Julia Serano has the concept of “gender entitlement”:
Gender entitlement relies on a central assumption: We presume that whatever beliefs, expectations, or preferences that we personally have regarding sex, gender, and/or sexuality must also apply to, or hold true for, other people. In making this assumption, we often invalidate those people’s own gender and sexual identities, desires, and experiences…
Because we may experience certain desires, and because certain ways of being gendered or sexual may resonate with us more than others, it is inevitable that we will develop personal meanings—i.e., we will personally like, appreciate, or prefer, some aspects of sex, gender, and sexuality more so than others. But in order to be ethically gendered, we must not presume that our own personal meanings represent fixed meanings—i.e., those that are supposedly universal and apply to all other people. Specific identities and bodies, and expressions of gender and sexuality, do not have any fixed values or meanings—their meanings can vary from place to place, and from person to person. Some people might think that it is wonderful when I wear a dress, while others may assume that it is a bad thing. Some may assume that by wearing a dress I am signaling the fact that I am docile and demure, whereas I may personally feel defiant and badass when wearing a dress. In other words, the act of wearing a dress does not have any fixed or inherent meanings built into it—like all aspects of sex, gender, and sexuality, it is essentially a blank screen that other people will often project their own values, meanings, and assumptions upon. It is one thing to acknowledge our own personal likes and dislikes, but that act becomes entitled and nonconsensual once we start believing that our own preferences represent fixed meanings or values that must hold true for all other people.

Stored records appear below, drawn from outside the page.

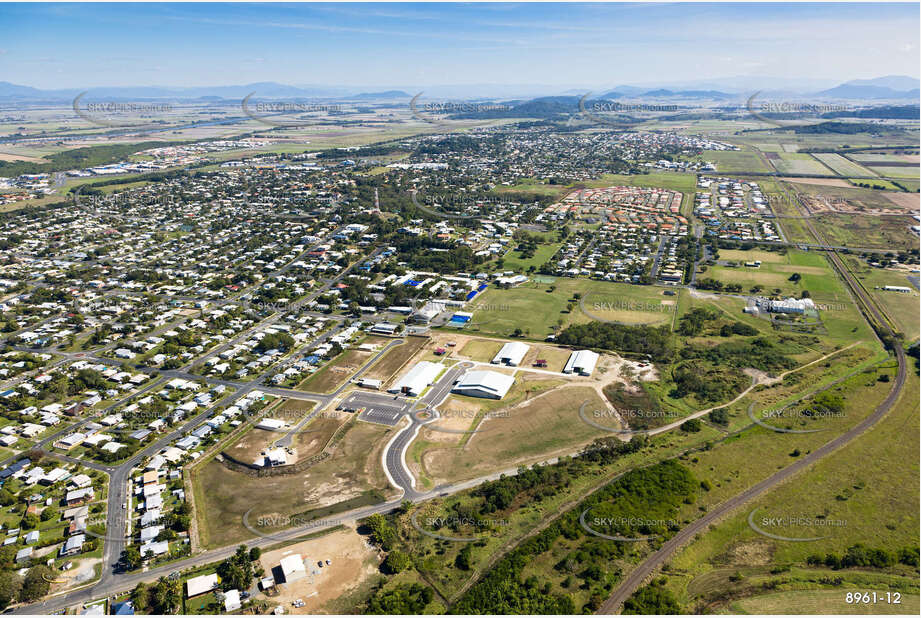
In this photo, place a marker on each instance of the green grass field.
(535, 309)
(735, 162)
(513, 260)
(841, 165)
(866, 488)
(902, 308)
(820, 602)
(798, 163)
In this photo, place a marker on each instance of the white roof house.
(512, 353)
(232, 600)
(582, 362)
(487, 384)
(414, 381)
(292, 567)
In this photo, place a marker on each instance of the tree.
(6, 498)
(30, 521)
(236, 571)
(167, 595)
(140, 597)
(10, 585)
(396, 562)
(36, 583)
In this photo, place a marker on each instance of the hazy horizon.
(404, 46)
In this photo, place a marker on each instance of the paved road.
(639, 575)
(636, 578)
(395, 455)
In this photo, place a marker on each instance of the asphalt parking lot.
(378, 407)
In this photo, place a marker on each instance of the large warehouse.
(487, 384)
(414, 381)
(511, 354)
(582, 362)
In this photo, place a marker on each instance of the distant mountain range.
(891, 87)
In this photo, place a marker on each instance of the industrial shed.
(511, 354)
(486, 384)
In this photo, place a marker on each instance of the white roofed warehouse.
(582, 362)
(292, 567)
(414, 381)
(486, 384)
(511, 354)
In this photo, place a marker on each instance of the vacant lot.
(798, 163)
(868, 231)
(352, 563)
(514, 260)
(842, 165)
(536, 310)
(862, 485)
(394, 359)
(819, 602)
(533, 431)
(775, 272)
(335, 373)
(482, 350)
(902, 308)
(351, 477)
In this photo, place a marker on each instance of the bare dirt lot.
(353, 562)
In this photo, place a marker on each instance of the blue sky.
(410, 45)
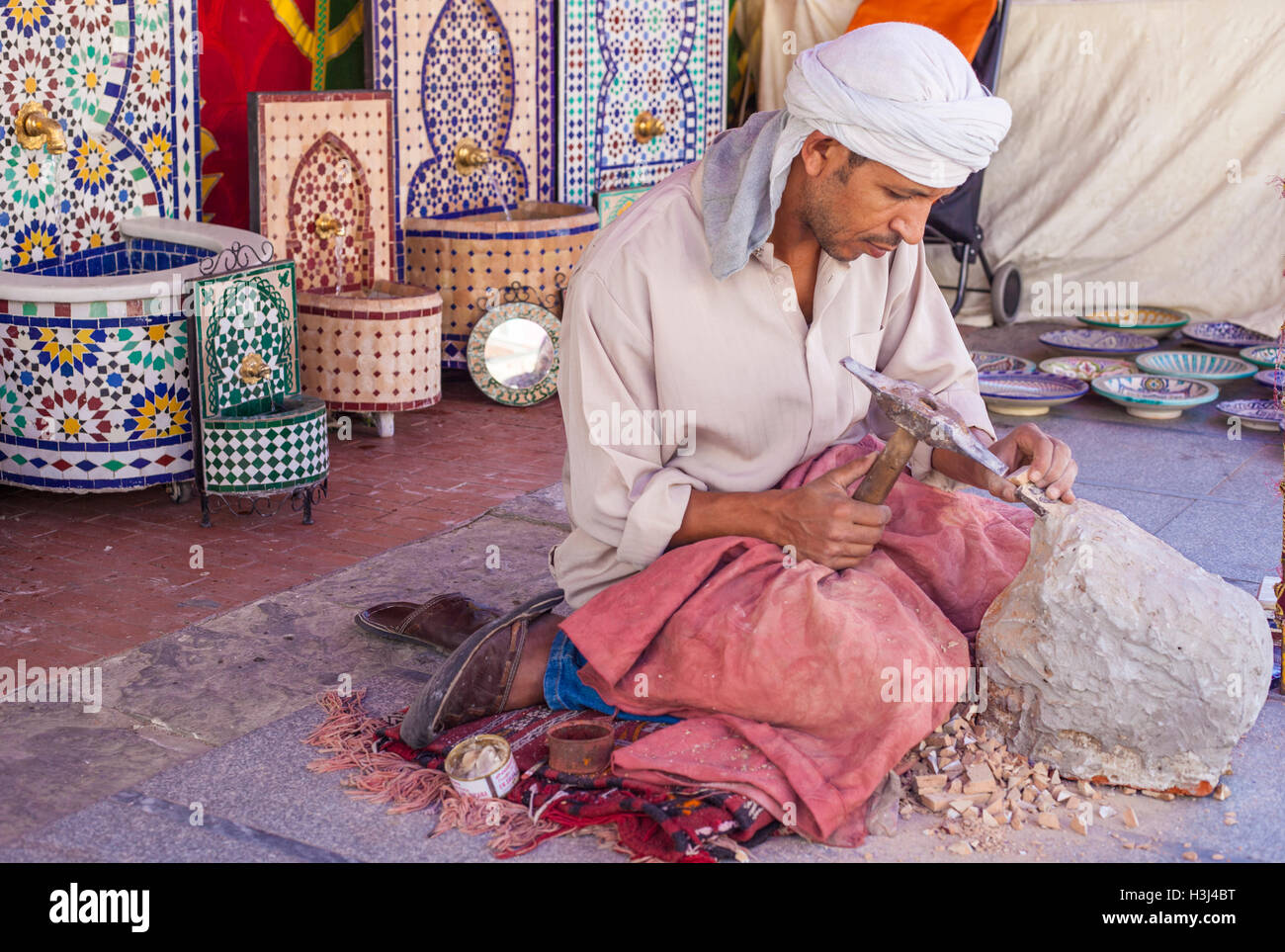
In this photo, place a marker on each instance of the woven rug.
(643, 822)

In other words: people make meaning out of their biological sex and the cultural constructions of gender and sexuality. But these meanings don’t apply to everyone in the world. Any individual sexed body part or gendered act doesn’t have a meaning in a vacuum: it only has the meaning we assign to it. Gender entitlement is when we assume that the meanings we assign to our sexed, gendered, and sexual actions and experiences are natural and normal and apply to everyone. Wearing a dress just means that you’re docile and demure woman, regardless of how you feel about it. Gender entitlement, Serano believes, is bad.
I think people having this concept would make a lot of discourse about trans issues (and gender in general) less fraught.